A storm of buzzards is circling outside the window
of my hospital room, looking south and east across the river
toward the high-rise construction cranes downtown.
They are a regular sight in December, buzzards migrating
in particulate vortices, slow-moving gyres that resemble,
from a distance, glassless, black-feathered snow globes.
Satin-hemmed sheaths of cloud shuttle across the sky,
diffuse silver light alternating with bursts of Florida sun,
the occasional spatter of raindrops from a string
of unseasonable storms parading up from the Gulf,
cars composing a stop-and-go stream of metal
parallel to the river, small Caribbean freighters docked
along quaysides of cabbage palms and crab traps,
I can see it all with great clarity, the birds, the traffic,
it’s effortless—the doctor in the eye clinic
spoke enviously of my vision, better than 20/20,
even at my rapidly advancing middle age.
The bad news is that I am periodically blind
in one of those otherwise excellent eyes, which flickers
between darkness and light, like poorly connected cable TV.
It’s terrifying, that darkness. Enveloping.
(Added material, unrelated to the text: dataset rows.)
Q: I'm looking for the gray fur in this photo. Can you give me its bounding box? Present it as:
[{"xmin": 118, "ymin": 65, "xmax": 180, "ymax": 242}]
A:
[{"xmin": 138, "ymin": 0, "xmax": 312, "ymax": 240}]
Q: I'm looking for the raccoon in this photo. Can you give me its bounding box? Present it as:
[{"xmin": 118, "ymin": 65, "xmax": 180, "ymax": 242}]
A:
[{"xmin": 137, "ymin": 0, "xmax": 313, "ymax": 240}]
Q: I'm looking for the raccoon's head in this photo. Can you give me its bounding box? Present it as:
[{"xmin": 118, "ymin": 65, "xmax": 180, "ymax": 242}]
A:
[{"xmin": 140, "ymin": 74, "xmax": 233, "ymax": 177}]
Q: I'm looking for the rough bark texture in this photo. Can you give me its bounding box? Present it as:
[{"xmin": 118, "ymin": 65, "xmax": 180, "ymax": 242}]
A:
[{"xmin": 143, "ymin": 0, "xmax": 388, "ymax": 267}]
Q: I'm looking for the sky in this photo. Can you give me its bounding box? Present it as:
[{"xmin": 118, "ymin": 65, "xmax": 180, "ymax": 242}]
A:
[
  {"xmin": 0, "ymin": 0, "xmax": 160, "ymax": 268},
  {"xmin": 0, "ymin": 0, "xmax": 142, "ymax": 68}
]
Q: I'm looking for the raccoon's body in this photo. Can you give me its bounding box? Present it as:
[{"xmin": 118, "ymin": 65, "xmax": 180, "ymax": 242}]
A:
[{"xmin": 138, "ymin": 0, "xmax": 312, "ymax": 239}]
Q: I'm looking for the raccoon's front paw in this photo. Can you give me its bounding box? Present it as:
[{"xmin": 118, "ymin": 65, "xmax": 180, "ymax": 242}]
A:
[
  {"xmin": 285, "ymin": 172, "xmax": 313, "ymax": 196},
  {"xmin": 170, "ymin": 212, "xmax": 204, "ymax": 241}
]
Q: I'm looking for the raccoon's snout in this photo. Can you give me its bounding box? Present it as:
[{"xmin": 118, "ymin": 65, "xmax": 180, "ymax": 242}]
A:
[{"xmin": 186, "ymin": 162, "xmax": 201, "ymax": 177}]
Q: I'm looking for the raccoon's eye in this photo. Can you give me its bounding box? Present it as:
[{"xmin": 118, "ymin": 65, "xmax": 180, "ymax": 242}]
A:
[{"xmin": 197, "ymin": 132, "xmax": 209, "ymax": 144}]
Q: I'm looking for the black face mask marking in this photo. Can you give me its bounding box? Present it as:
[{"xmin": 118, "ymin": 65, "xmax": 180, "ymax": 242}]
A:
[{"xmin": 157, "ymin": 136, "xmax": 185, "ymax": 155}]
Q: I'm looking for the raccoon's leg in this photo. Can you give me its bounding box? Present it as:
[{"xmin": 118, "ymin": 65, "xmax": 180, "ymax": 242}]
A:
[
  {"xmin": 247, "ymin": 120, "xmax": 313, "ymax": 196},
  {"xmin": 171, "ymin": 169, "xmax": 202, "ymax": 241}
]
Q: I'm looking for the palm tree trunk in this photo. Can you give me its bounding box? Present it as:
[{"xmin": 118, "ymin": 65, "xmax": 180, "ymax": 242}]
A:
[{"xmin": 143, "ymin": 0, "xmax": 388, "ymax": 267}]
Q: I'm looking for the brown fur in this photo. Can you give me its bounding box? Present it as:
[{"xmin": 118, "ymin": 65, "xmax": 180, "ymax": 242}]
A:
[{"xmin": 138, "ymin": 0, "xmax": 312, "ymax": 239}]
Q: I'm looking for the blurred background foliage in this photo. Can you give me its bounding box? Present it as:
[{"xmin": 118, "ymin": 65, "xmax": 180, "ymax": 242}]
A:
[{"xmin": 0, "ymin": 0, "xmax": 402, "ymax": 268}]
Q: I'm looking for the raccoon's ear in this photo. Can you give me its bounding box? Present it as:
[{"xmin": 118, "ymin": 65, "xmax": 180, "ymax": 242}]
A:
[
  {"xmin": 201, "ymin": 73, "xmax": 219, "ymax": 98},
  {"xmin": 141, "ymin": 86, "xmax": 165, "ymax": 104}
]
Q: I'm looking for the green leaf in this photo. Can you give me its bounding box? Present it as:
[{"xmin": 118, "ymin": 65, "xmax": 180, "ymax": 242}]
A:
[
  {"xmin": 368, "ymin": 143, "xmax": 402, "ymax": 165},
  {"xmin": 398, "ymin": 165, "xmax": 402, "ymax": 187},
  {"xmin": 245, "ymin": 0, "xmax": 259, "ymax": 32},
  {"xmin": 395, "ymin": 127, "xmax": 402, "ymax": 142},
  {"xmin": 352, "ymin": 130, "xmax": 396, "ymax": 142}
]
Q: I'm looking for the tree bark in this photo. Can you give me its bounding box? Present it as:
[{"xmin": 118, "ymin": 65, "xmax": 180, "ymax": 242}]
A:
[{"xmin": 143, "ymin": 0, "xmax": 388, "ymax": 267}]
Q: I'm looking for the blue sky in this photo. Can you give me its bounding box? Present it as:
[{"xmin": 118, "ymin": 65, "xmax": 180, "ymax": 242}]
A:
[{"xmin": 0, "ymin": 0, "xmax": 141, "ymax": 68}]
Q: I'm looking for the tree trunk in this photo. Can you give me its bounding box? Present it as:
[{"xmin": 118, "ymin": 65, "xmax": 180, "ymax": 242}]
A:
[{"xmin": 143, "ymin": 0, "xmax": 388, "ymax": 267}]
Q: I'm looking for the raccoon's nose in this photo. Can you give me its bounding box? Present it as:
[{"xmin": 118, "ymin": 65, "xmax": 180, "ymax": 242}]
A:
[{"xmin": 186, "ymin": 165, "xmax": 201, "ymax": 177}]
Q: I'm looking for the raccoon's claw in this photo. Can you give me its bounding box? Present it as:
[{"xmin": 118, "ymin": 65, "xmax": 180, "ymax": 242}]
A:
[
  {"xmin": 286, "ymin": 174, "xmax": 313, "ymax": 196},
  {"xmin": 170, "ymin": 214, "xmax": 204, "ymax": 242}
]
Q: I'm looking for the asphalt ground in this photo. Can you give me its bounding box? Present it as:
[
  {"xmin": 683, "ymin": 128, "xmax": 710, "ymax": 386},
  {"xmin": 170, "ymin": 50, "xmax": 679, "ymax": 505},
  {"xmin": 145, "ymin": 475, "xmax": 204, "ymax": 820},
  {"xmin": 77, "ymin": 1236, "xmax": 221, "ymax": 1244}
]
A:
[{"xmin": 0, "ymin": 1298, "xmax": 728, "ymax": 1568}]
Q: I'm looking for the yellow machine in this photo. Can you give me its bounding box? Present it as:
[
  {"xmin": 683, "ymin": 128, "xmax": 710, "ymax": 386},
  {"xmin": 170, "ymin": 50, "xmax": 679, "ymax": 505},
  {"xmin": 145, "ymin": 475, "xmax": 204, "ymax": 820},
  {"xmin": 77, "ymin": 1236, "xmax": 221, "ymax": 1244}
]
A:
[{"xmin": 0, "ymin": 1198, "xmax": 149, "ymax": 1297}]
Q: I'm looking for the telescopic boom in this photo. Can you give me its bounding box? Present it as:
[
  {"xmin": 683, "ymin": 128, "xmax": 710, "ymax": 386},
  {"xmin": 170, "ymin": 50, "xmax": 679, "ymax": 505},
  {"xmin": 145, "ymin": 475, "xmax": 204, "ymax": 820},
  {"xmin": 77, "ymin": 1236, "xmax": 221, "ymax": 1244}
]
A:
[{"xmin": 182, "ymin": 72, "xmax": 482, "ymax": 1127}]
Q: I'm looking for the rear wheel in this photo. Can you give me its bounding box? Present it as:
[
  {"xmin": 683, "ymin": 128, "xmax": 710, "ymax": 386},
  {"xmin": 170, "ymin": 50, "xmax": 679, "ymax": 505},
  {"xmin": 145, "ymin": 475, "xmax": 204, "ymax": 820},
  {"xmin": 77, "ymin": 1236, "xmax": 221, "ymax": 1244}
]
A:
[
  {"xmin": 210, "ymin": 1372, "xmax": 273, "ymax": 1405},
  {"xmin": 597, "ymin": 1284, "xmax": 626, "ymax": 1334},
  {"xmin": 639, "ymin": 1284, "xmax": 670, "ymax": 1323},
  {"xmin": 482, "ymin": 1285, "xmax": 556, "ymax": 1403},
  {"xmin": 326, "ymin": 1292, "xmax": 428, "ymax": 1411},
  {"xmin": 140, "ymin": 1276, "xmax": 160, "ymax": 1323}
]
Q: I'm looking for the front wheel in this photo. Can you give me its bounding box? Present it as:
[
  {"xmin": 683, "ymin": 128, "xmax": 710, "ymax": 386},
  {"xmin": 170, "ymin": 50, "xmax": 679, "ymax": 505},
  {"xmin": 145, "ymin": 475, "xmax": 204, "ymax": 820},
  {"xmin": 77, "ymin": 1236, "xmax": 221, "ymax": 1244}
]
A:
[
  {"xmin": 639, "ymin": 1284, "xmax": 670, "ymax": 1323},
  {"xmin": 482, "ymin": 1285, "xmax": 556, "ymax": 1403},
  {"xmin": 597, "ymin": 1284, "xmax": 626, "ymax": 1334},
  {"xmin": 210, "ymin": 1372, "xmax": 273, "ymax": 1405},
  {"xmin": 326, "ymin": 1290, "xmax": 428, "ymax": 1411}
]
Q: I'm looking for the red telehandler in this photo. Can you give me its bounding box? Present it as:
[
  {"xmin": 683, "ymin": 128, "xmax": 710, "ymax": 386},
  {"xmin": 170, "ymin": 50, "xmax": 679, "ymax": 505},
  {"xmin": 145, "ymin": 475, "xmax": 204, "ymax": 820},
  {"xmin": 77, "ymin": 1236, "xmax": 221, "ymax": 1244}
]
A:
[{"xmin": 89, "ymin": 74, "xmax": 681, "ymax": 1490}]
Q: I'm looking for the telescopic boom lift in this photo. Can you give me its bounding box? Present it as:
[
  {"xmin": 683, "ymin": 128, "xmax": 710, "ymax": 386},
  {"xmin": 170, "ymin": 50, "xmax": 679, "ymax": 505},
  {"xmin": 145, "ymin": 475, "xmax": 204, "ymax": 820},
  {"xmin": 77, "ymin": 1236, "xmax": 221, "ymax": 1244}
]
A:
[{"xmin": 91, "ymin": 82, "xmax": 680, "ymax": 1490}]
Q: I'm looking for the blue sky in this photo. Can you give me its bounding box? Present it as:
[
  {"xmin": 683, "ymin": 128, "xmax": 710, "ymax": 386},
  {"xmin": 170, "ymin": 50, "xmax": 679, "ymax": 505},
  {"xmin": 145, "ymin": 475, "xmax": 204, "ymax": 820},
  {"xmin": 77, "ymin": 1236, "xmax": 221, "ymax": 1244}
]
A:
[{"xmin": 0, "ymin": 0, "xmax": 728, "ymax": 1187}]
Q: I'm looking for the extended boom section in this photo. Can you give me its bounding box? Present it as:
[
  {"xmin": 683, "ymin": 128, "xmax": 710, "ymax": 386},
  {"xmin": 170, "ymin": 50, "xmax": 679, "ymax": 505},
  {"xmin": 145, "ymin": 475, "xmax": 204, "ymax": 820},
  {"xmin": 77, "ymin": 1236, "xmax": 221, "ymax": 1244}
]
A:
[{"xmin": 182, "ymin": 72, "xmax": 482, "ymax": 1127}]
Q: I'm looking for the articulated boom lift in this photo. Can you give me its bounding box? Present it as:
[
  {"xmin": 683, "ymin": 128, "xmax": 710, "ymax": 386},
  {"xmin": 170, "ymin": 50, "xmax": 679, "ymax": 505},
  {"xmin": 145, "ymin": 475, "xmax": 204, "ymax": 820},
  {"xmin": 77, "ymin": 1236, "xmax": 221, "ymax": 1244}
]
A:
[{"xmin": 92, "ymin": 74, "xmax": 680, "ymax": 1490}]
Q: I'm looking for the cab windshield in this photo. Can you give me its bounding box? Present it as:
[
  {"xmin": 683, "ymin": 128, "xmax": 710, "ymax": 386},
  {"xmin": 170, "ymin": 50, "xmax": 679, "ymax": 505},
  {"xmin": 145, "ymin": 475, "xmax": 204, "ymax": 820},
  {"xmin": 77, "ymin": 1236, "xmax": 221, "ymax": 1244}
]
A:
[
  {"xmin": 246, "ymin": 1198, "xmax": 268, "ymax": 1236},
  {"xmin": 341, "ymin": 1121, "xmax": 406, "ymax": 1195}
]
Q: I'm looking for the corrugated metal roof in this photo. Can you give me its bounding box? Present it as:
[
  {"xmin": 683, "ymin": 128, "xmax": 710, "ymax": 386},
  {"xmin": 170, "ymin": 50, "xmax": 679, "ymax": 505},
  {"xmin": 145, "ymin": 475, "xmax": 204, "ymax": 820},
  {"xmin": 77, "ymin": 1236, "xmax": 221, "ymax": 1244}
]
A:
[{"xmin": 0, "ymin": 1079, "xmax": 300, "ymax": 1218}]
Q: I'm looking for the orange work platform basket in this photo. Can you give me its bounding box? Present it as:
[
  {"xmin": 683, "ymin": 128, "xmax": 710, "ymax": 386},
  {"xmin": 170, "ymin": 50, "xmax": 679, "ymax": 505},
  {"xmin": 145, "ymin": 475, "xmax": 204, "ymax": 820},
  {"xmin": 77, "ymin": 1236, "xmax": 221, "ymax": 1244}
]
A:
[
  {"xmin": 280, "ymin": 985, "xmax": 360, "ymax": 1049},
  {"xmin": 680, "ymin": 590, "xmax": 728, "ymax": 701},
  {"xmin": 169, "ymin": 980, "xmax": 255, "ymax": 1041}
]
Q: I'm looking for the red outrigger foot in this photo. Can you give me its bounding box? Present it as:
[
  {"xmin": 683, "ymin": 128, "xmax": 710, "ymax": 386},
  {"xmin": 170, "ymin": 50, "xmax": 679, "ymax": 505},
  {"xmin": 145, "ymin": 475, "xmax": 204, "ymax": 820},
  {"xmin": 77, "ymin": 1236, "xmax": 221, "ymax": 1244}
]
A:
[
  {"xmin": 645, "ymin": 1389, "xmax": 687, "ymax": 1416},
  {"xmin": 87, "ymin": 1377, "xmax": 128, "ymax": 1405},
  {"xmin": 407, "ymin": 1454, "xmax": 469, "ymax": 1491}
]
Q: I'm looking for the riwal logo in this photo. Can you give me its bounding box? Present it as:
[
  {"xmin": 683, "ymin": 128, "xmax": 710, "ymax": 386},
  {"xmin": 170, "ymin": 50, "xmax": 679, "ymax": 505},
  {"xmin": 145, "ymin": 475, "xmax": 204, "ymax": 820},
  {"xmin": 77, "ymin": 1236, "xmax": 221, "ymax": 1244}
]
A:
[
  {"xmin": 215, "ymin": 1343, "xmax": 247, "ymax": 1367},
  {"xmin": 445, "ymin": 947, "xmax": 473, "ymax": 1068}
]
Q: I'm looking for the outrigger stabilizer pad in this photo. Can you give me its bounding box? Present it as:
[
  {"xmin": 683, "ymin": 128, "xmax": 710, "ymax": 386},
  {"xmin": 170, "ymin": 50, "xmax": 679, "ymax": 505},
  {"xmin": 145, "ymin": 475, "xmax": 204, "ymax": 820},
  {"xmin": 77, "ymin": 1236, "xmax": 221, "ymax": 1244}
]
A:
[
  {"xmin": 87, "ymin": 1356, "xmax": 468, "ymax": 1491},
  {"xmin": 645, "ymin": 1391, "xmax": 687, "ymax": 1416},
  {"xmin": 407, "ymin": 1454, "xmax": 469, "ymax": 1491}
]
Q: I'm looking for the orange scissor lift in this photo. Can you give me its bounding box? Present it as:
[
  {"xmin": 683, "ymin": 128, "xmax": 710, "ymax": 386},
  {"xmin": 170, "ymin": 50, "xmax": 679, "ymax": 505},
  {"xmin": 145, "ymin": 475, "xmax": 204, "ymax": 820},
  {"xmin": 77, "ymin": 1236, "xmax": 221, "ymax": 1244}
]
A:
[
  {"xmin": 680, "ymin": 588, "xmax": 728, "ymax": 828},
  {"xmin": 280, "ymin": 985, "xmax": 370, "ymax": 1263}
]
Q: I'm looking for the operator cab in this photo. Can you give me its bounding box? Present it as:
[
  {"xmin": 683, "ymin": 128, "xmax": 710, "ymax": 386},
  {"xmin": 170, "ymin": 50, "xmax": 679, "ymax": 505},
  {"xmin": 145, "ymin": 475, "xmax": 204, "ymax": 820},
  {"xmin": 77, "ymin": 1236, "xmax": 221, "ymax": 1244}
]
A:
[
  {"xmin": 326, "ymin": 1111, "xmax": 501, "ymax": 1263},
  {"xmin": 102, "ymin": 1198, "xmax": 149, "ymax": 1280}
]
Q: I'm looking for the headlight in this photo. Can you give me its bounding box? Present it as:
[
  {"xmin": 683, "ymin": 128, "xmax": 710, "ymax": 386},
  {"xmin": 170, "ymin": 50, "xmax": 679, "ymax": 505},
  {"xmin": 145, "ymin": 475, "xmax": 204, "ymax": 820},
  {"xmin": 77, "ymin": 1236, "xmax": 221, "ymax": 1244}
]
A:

Confounding.
Immediately, all thought flows toward the remaining eye—
may it never falter, dear lord, may it guide me
through the corridors of your mansion forever and ever,
amen. In the land of the blind the one-eyed man is king
but I have never envied royalty. I am a democrat
and I want to go home. It’s two days before Christmas here
at the ho-ho-hospital, and the nurses are antsy
for some quality family time, Becky has four girls
and a worthless ex-husband, she started nursing school
after the divorce at age thirty-nine, if you can believe it.
How to describe the gloominess of the hospital at this season?
Little worse than its familiar, jaundiced, institutional gloom,
in some ways, but it is more poignantly melancholy,
doors adorned with droopy silver wreaths, a poinsettia
dropping its leaves on the brightly sanitized nurses’ desk
as if it were coming down with something.
Every effort at seasonal cheer serves only to clarify
its inherent joylessness, just as all the holiday schmoozing
on the ever-running TV sets, the enforced jollity
of Toyotathon commercials and celebrity chefs
baking caramel gingerbread men on the morning show,
makes us feel more empty-hearted, fearful, and alone.